Перед моими глазами проносились целой вереницей — и ожившие саксонские фигурки, и рано угасший орленок, и девочка-смерть с дрожащим медальоном на тоненькой шейке, и маленький принц, кормящий лебедей, вставали картины из ее детства.
И понятен был ее возглас:
Боже, верни мне, верни Все разноцветные бусы — Маленькой мирной Тарусы Светлые дни!Мне открылось, что еще тогда, на школьной скамье, у Марины Цветаевой
В декабре на заре было счастье, Длилось миг! Настоящее, первое счастье, Не из книг! В январе на заре было горе, Длилось — час. Настоящее, горькое горе, В первый раз!<…> Марина Цветаева выросла, талант ее развернулся и вширь и вглубь, былая напевность сменилась переменчивым взволнованным ритмом, но строки, написанные еще не окрепшей рукой («О если б Вы знали, как слабы у розовой юности руки!»), когда юность печалилась своей отдаленностью от настоящей жизни («Можно тени любить, но живут ли тенями восемнадцати лет на земле?!»), навсегда сохранят для меня свое неповторимое очарование.
1960-е годы
ЕЛИЗАВЕТА ТАРАХОВСКАЯ [79]
ПЕРВАЯ ВСТРЕЧА С М. ЦВЕТАЕВОЙ
79
Тараховская Елизавета Яковлевна (1895–1968) — поэтесса, переводчица, сестра С.Я. Парнок.

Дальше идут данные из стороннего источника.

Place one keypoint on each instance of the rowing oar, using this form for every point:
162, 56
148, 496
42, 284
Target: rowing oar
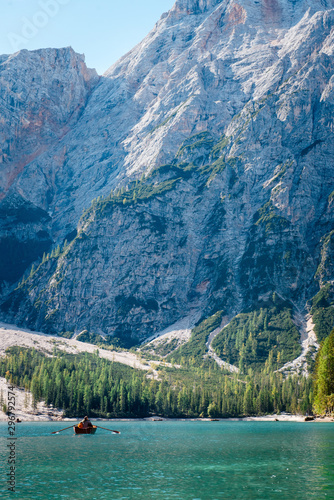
116, 432
55, 432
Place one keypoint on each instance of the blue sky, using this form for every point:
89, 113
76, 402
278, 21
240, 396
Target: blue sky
103, 30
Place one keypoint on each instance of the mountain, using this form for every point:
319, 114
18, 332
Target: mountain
194, 178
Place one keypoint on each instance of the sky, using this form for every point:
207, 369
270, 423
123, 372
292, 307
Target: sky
103, 30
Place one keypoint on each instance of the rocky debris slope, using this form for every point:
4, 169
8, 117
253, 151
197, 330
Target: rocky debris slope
210, 149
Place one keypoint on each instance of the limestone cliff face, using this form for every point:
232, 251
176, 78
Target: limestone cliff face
42, 95
226, 108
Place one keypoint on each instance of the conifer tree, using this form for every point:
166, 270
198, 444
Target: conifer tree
324, 378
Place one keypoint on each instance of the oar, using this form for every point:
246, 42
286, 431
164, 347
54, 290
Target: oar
116, 432
55, 432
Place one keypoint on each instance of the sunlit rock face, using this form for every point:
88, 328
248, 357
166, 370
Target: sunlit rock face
236, 100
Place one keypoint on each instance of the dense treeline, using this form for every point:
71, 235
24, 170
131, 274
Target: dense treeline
89, 384
324, 378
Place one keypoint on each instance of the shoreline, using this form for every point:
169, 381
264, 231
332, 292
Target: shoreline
260, 418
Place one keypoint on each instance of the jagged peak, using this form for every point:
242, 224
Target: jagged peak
195, 6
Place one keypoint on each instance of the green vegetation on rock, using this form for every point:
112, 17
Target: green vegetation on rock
251, 337
324, 378
322, 311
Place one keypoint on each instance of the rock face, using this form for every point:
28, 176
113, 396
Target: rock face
209, 147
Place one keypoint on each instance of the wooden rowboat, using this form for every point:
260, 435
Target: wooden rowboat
88, 430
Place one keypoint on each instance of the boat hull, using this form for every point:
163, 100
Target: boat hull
88, 430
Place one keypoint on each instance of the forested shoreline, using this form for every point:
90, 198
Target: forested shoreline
86, 383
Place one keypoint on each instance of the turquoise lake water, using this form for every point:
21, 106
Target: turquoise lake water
173, 460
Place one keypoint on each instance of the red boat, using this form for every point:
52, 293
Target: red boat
88, 430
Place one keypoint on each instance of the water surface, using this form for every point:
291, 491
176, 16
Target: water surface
173, 460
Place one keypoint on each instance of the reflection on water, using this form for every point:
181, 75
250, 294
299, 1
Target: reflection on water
175, 460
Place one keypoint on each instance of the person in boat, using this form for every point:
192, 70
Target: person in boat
85, 423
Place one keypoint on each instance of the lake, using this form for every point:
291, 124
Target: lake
172, 460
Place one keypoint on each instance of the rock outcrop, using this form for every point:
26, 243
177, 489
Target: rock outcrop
208, 152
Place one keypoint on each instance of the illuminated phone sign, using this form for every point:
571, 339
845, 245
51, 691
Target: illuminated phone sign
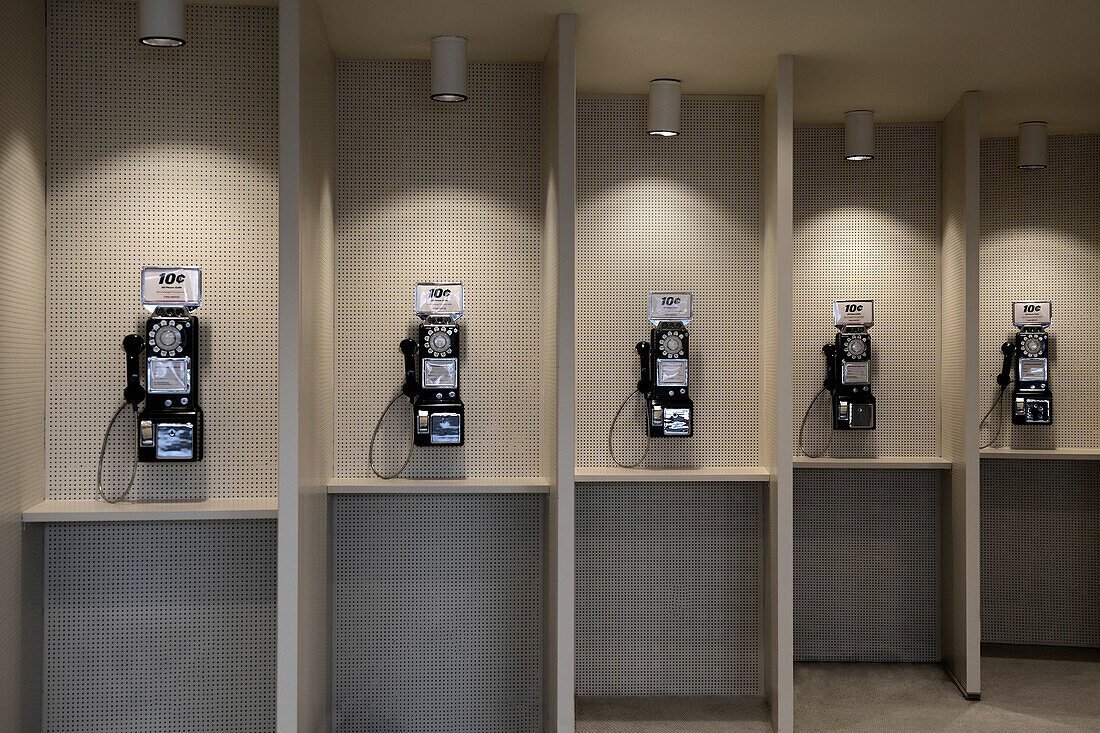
438, 299
172, 286
854, 313
670, 306
1031, 313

Моя встреча с Мариной Цветаевой впервые состоялась в 1915 году, когда я, еще учась в таганрогской гимназии, приехала в гости к моей сестре, поэтессе Софии Парнок. Мы снимали две комнаты в Хлебном переулке, и Марина Цветаева, дружившая с моей сестрой, очень часто приходила к нам, так как жила очень близко, в Борисоглебском переулке. У нее был бунтарский, ни на кого не похожий характер. Предполагая, что кому-нибудь из прохожих покажется смешной ее шуба «под тигра», сшитая из рыжего одеяла с коричневыми пятнами, она, не дожидаясь насмешек встречных, первая начинала говорить им дерзости и оскорблять их. Она была необузданна в своих поступках и мыслях и мне казалось (как это впоследствии обнаружилось) человеком, ни на кого не похожим. Она была стройна, как юноша, круглолица, светловолоса. Противоположно ее нежному юному виду, руки ее были грубы, как руки чернорабочего, хотя и были унизаны огромным количеством цыганских серебряных перстней и браслетов.
Хотя в то время она уже была замужем за Сергеем Эфроном, она нисколько не заботилась ни о муже, ни о дочке Але. Всякий быт был ей отвратителен. Она жила наперерез и наперекор всем и всему.
Помню, что однажды она сказала мне, что ежедневно садится за письменный стол и пишет одно или два стихотворения. Эта ежедневная упорная работа над словом сделала ее впоследствии лучшей русской поэтессой. Те новаторские рифмы и ритмы, над которыми она работала еще в 1915 году, заимствованы теперь молодыми поэтами — талантливыми эпигонами.